The Texas & Eastern interchanges with the Union Pacific at Palestine, and carries primarily construction aggregates, industrial products and chemicals.

==Equipment==
===Locomotives===

Locomotive details
| Number | Image | Type | Wheel classification | Class | Built | Builder | Serial number | Former owner | Status | Notes |
|---|---|---|---|---|---|---|---|---|---|---|
| 316 / 201 |  | Steam | 4-6-0 | D-9 | 1901 | A.L. Cooke | 26142 | Texas and Pacific Railway | Display | Formerly operated as TSRR No. 201. Awaiting future overhaul as of 2023. |
| 28 / 300 |  | Steam | 2-8-0 | Pershing | 1917 | Baldwin Locomotive Works | 47032 | U.S. Army, Tremont and Gulf Railroad, Southern Pine Lumber Co. | Undergoing running gear repair | Formerly operated as TSRR No. 300. Undergoing a boiler and running gear rebuild as of 2023. |
| 30 / 400 |  | Steam | 2-8-2 | Class 30 | 1917 | Baldwin Locomotive Works | 46491 | Tremont and Gulf Railroad, Magma Arizona Railroad | Operational | Formerly operated as TSRR No. 400. Originally No. 30 for the Tremont and Gulf Railroad and No. 7 for the Magma Arizona Railroad. |
| 1316 / 500 |  | Steam | 4-6-2 | Class 1309 | 1911 | Baldwin Locomotive Works | 37332 | Atchison, Topeka and Santa Fe Railway | Display, awaiting restoration | Formerly operated as TSRR No. 500. Cosmetically restored in 2020. Awaiting future overhaul as of 2023. |
| 610 |  | Steam | 2-10-4 | I-1AR | 1927 | Lima Locomotive Works | 7237 | Texas and Pacific Railway | Display | Operated on the American Freedom Train tour in 1976 and for the Southern Railway steam excursion program from 1977 to 1981. |
| 1 |  | Diesel | (B-B) | 45-Ton | 1947 | General Electric | 29207 | Unknown | Operational |  |
| 7 |  | Diesel | (B-B) | RS-2 | 1947 | American Locomotive Company, Alco-GE | 76828 | Alcoa Aluminum Railroad, Southern Pacific Railroad | Operational |  |
| 8 |  | Diesel | (C-C) | MRS-1 | 1953 | American Locomotive Company, Alco-GE | 80334 | U.S. Army | Operational |  |
| 22 |  | Diesel | (B-B) | 70-Ton | 1956 | General Electric | 32569 | Texas South Eastern | Stored |  |
| 125 |  | Diesel | (B-B) | FP9A | 1957 | General Motors Diesel Division | A1051 | Canadian National Railway, VIA Rail | Operational | Originally built as CN No. 6521. Debuted at the Texas State Railroad in 2018. |
| 126 |  | Diesel | (B-B) | FP9A | 1958 | General Motors Diesel Division | A1393 | Canadian National Railway, VIA Rail | Operational | Originally built as CN No. 6533. Debuted at the Texas State Railroad in 2022. |

===Former units===

Locomotive details
| Number | Image | Type | Wheel classification | Class | Built | Builder | Serial number | Former owner | Current owner | Status | Notes |
|---|---|---|---|---|---|---|---|---|---|---|---|
| 2248 |  | Steam | 4-6-0 | T-1 | 1896 | A.L. Cooke | 2312 | Southern Pacific Railroad | Grapevine Vintage Railroad | Undergoing boiler rebuild | It was operational on the TSRR as No. 200 before it was sold to the Fort Worth and Western Railroad in 1990. Undergoing a boiler rebuild. |

== Accidents and incidents ==
- On July 6, 2007, No. 300 was making a West-bound trip from Rusk while it was parked in a sideline, awaiting RS-2 No. 7 to pass with an East-bound train from Palestine.

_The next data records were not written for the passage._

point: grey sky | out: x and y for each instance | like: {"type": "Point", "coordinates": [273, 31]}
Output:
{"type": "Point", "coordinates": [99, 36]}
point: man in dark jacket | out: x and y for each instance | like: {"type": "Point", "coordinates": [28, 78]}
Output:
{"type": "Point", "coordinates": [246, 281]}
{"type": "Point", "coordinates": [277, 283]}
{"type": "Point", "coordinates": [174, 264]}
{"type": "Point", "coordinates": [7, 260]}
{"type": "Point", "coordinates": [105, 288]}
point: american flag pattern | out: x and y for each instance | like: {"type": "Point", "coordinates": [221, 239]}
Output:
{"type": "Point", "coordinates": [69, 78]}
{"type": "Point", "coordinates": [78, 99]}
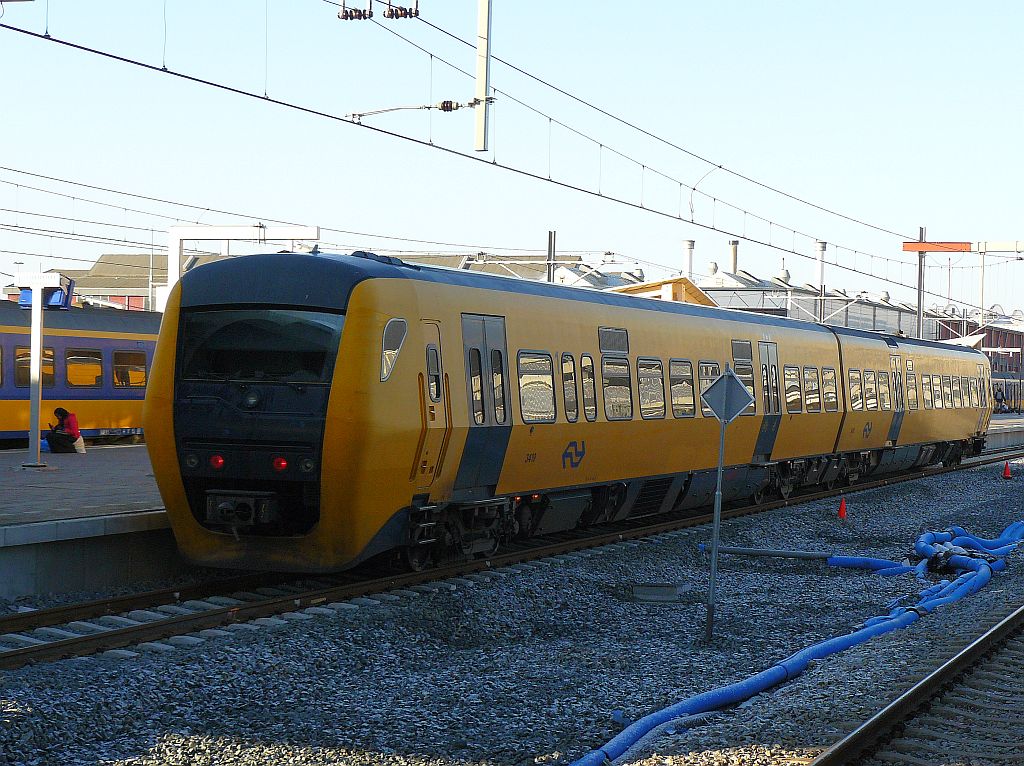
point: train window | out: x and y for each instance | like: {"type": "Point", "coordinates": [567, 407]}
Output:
{"type": "Point", "coordinates": [681, 384]}
{"type": "Point", "coordinates": [498, 383]}
{"type": "Point", "coordinates": [433, 373]}
{"type": "Point", "coordinates": [885, 392]}
{"type": "Point", "coordinates": [744, 371]}
{"type": "Point", "coordinates": [828, 391]}
{"type": "Point", "coordinates": [269, 345]}
{"type": "Point", "coordinates": [650, 387]}
{"type": "Point", "coordinates": [870, 390]}
{"type": "Point", "coordinates": [537, 387]}
{"type": "Point", "coordinates": [476, 385]}
{"type": "Point", "coordinates": [791, 376]}
{"type": "Point", "coordinates": [741, 350]}
{"type": "Point", "coordinates": [84, 368]}
{"type": "Point", "coordinates": [617, 388]}
{"type": "Point", "coordinates": [589, 386]}
{"type": "Point", "coordinates": [612, 340]}
{"type": "Point", "coordinates": [707, 373]}
{"type": "Point", "coordinates": [766, 388]}
{"type": "Point", "coordinates": [568, 388]}
{"type": "Point", "coordinates": [812, 394]}
{"type": "Point", "coordinates": [911, 390]}
{"type": "Point", "coordinates": [23, 371]}
{"type": "Point", "coordinates": [856, 390]}
{"type": "Point", "coordinates": [957, 394]}
{"type": "Point", "coordinates": [129, 369]}
{"type": "Point", "coordinates": [394, 336]}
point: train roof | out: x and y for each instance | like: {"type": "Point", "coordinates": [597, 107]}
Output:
{"type": "Point", "coordinates": [87, 317]}
{"type": "Point", "coordinates": [328, 279]}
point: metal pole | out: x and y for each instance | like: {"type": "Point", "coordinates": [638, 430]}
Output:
{"type": "Point", "coordinates": [982, 301]}
{"type": "Point", "coordinates": [551, 257]}
{"type": "Point", "coordinates": [921, 285]}
{"type": "Point", "coordinates": [482, 73]}
{"type": "Point", "coordinates": [710, 626]}
{"type": "Point", "coordinates": [821, 281]}
{"type": "Point", "coordinates": [35, 379]}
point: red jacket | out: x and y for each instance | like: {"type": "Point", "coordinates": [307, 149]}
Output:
{"type": "Point", "coordinates": [70, 425]}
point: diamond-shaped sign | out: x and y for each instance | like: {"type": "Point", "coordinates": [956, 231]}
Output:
{"type": "Point", "coordinates": [727, 396]}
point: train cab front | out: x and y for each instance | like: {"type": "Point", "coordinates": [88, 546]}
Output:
{"type": "Point", "coordinates": [250, 400]}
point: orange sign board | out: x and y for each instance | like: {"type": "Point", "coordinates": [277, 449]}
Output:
{"type": "Point", "coordinates": [938, 247]}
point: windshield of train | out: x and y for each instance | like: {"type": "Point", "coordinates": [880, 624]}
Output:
{"type": "Point", "coordinates": [264, 344]}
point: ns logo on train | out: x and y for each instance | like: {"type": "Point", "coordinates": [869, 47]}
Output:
{"type": "Point", "coordinates": [573, 455]}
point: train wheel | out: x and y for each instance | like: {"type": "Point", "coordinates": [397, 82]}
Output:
{"type": "Point", "coordinates": [419, 557]}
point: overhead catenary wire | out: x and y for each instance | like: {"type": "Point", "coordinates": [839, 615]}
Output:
{"type": "Point", "coordinates": [644, 168]}
{"type": "Point", "coordinates": [446, 150]}
{"type": "Point", "coordinates": [208, 209]}
{"type": "Point", "coordinates": [664, 140]}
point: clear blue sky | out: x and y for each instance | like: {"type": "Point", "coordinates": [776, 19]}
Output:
{"type": "Point", "coordinates": [897, 114]}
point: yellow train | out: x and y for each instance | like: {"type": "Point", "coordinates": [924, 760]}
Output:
{"type": "Point", "coordinates": [94, 364]}
{"type": "Point", "coordinates": [306, 413]}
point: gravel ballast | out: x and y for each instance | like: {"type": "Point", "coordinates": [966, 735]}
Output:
{"type": "Point", "coordinates": [536, 664]}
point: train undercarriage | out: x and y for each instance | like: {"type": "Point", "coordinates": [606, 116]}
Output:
{"type": "Point", "coordinates": [442, 534]}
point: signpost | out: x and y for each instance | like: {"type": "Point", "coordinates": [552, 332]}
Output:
{"type": "Point", "coordinates": [727, 397]}
{"type": "Point", "coordinates": [47, 289]}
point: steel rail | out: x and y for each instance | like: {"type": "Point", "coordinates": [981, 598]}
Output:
{"type": "Point", "coordinates": [542, 548]}
{"type": "Point", "coordinates": [65, 613]}
{"type": "Point", "coordinates": [883, 724]}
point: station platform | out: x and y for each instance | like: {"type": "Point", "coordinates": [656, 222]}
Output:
{"type": "Point", "coordinates": [84, 521]}
{"type": "Point", "coordinates": [1006, 430]}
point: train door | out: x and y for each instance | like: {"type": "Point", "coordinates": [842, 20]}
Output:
{"type": "Point", "coordinates": [485, 358]}
{"type": "Point", "coordinates": [898, 406]}
{"type": "Point", "coordinates": [434, 408]}
{"type": "Point", "coordinates": [771, 400]}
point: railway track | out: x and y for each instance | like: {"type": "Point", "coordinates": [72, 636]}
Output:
{"type": "Point", "coordinates": [77, 630]}
{"type": "Point", "coordinates": [968, 711]}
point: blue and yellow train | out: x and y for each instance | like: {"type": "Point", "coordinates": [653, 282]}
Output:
{"type": "Point", "coordinates": [95, 363]}
{"type": "Point", "coordinates": [308, 412]}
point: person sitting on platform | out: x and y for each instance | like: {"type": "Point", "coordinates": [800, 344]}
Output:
{"type": "Point", "coordinates": [66, 436]}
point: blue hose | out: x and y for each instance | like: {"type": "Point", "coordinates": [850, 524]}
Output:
{"type": "Point", "coordinates": [975, 575]}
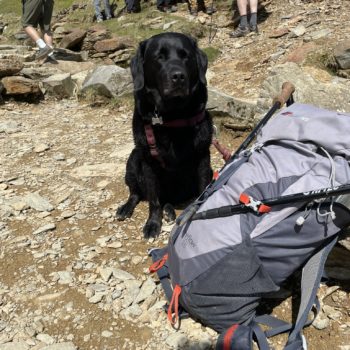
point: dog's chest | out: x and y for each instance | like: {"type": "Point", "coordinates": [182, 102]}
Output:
{"type": "Point", "coordinates": [176, 144]}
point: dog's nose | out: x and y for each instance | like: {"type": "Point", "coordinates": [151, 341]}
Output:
{"type": "Point", "coordinates": [178, 77]}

One of the trucks on the last car of the east-bound train rolled into the sideline where the west-bound train was, and the rear end of the car hit the front of No. 300. No one was injured that day, and No. 300 was subsequently repaired and brought back into service.
- On September 18, 2020, an excursion train was making its return journey from Rusk to Palestine, Texas when several passengers cars derailed at approximately 2:35 p.m., 10 miles outside of the Palestine depot. There were no reported injuries and the passengers were safely transported back to the Palestine depot.